Ver 4.0 was long lived, from 1984 through 2014. The 350 was replaced by the 381. I recall wandering through a rather large warehouse in Denver-all small bock Chevy blocks. I was looking for a well centered 4 bolt with minimal cylinder wear and found a nice one. It cleaned up at .020 over. The crank was a stock 400 with turned mains and I used the 5.565” 400 rods TRW flat top forged 350 pistons, along with the 194 truck heads. Also going in at that time were 4 wheel power disc brakes, Ranch 2 1/2" springs, power steering, Modine 4 row cross flow radiator and a well fit shroud. I don’t recall when the 3.15:1 Tera-Low gears hit the market but those were installed in a D20 case and in the Willys within a month. Perhaps there should be a 4.1 version when it received the Auto Gear Equipment M22-W transmission, an aluminum radiator about 2007 and shortly after, aluminum heads and Pro-Flo 2 EFI.
AGE transmission-bullet proof.
381 engine/Pro-Flo 2.
Late Ver 4.0 aluminum skinned hood.
At the New Deal Mine cabin (McKelvey Lake trail) 1990.
Below Cliff Lake (above McKelvey Lake) 1995. The skiing was the chute coming off the ridge behind the Willys.
Revenue Flats about 1990.
At Sterling, MT 2014.
An ode to putting a poop eating grin on one’s face every time you get behind the wheel.
In the final analysis, a 383 (or 381) makes a near perfect Jeep engine, assuming you build it with low rpm torque as the primary design consideration. That engine was perfectly happy at 300 rpm and only rarely did one need to hit the clutch even with a crappy CR around 37:1. But after 30 years, it was getting a little tired.
The engine build in this thread is Ver 5.0. Along with the 441, the Willys received a McLeod twin disc clutch and 25 lb Hays steel flywheel, the tapered roller bearing intermediate shaft in the Super 18, new D44 axles on both ends-both with ARB’s and Dutchman axle shafts, front sway bar, Holbrook springs, Gabriel remote reservoir shocks, and a new grill along with a bunch of other alterations. To more poop eating grins-------
It's really fun to see the progression of the 3B. Thanks for sharing it's history!
This is some excellent reading. I love the history!
I couldn't stand looking at the diecast quarter turn hood lock receptacles any longer-not to mention a broken off ear on the right side. I made some new ones out of 1" 6061 hex stock with spacers the correct thickness to allow positioning, and 3/8-24 stainless threaded rod. The most difficult part was jigging up the small rotary table to work with the ENCO lathe/mill with no head height adjustment.
Is it just me or did you go from clockwise to lock to counterclockwise lock?
Those locks are the cylinder types and can be rotated a full 360 degrees with the key inserted. I made the seats for counter clockwise locking simply because it was easier for me to watch the machining in that direction.

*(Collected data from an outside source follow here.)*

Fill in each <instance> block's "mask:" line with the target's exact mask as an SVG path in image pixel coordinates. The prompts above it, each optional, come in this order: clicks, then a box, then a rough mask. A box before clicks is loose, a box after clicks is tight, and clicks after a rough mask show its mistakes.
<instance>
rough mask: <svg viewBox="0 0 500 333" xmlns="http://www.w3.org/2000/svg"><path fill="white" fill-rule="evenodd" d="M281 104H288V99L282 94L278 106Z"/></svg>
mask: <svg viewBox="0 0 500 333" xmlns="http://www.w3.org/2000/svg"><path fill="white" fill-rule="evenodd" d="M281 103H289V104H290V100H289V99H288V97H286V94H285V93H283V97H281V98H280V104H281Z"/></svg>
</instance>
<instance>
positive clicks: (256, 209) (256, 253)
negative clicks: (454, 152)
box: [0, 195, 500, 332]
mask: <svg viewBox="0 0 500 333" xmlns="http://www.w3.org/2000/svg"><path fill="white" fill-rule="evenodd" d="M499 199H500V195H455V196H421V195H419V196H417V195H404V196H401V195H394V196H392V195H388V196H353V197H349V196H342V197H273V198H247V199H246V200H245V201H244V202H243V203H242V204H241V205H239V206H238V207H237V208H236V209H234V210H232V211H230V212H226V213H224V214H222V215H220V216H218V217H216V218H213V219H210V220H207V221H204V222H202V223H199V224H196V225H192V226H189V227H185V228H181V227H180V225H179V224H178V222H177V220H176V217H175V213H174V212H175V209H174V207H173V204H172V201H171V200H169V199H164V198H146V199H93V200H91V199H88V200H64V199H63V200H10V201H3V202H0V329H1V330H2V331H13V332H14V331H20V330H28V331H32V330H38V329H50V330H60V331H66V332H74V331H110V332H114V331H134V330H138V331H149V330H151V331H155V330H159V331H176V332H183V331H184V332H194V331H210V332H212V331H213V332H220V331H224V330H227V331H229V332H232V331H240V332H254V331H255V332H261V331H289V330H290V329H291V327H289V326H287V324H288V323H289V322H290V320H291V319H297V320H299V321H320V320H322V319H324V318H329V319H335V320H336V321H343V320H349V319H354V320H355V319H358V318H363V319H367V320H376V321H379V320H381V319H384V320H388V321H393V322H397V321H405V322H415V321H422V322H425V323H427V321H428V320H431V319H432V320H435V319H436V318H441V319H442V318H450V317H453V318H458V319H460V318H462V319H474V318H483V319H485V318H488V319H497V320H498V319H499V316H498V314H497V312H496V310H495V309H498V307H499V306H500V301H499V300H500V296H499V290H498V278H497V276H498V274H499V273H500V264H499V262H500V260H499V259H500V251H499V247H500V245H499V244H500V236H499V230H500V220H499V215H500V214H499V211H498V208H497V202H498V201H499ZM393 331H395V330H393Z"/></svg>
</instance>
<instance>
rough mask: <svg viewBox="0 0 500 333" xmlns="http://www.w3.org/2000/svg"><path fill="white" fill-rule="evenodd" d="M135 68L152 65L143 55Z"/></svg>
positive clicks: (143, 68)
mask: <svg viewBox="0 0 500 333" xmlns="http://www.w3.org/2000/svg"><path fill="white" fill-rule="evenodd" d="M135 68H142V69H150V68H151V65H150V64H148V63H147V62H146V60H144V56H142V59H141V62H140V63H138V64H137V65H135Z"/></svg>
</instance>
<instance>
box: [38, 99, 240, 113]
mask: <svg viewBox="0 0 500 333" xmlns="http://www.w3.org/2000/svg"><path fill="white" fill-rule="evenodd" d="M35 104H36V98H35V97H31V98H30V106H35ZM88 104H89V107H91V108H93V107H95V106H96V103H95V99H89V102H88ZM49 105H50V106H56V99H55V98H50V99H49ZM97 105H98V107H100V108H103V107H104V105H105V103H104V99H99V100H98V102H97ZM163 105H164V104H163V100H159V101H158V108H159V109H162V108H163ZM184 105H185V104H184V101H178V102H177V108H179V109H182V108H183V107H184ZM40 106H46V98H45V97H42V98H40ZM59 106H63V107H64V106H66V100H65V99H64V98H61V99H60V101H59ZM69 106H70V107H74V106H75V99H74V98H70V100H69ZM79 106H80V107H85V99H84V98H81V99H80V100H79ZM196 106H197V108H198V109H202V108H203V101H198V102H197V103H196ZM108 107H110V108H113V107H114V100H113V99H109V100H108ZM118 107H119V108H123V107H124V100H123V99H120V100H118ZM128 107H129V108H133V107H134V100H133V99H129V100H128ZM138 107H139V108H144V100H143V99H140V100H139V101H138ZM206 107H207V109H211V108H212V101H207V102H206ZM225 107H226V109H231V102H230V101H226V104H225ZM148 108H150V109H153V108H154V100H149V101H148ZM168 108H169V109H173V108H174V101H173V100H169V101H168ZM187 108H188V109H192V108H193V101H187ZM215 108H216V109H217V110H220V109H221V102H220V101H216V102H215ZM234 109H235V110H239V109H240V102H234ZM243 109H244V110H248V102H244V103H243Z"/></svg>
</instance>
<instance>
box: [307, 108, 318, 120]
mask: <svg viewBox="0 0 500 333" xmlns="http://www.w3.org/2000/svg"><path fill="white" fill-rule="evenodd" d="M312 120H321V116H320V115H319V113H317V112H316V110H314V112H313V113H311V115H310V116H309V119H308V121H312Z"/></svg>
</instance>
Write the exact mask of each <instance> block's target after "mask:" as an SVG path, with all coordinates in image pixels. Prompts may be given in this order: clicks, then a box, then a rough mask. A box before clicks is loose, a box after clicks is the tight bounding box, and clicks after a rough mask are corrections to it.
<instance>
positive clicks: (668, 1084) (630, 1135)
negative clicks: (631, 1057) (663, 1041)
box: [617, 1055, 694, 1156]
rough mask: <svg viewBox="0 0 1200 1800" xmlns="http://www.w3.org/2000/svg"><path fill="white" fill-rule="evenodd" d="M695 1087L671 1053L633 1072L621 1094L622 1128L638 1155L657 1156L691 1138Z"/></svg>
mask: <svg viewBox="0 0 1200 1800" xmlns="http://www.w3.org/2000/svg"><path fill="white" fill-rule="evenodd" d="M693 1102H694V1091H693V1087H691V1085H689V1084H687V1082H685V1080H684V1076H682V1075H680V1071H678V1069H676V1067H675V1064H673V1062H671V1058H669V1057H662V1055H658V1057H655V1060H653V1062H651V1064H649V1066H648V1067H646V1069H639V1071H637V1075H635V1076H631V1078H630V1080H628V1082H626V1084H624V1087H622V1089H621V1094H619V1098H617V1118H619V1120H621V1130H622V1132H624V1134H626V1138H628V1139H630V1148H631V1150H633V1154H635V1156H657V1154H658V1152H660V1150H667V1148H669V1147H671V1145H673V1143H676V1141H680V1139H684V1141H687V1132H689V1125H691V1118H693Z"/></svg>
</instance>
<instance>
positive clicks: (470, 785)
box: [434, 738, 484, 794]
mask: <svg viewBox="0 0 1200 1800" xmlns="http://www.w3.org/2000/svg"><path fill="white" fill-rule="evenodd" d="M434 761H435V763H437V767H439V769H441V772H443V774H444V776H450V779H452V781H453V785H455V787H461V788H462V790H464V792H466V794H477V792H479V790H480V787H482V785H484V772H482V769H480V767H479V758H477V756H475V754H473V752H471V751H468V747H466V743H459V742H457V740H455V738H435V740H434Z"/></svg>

I may have missed it, did we have a video of that aluminum piece of jewelry run yet?
Finally got the rebuilt 8274 bolted up on the B yesterday. It should be 10k rated now.
I made a dry run with the rebuilt 8274 this morning with the Zeon 12 contactor and 9.5XP motor. It works great and the no-load line speed is going to be a pretty brisk walk. Wiring is dirt simple. The high amp contacts are all self explanatory with the 3 low amp control side terminals (labeled #1 through #3) needing to be: #2 to ground, # 1 and #3 to a SPDT switch with a 12V+ feed. I'm wiring the 12+ control feed through the accessory side of the ignition switch so it will only work with a key in the switch (should make it a little more time consuming for someone to hang a rip on the rope). That lead goes to another SPDT dash switch to split that lead to a "cab" control or to the remote. You only really need 3 wires to the remote.
good read. i do want to hear that thing run, it seems like it'd have quite a nice sound.
We all have been waiting a long time to hear it run.
Battery "management" almost done.
And one shouldn't get PO'ed on certain welding projects. It's somewhat costly.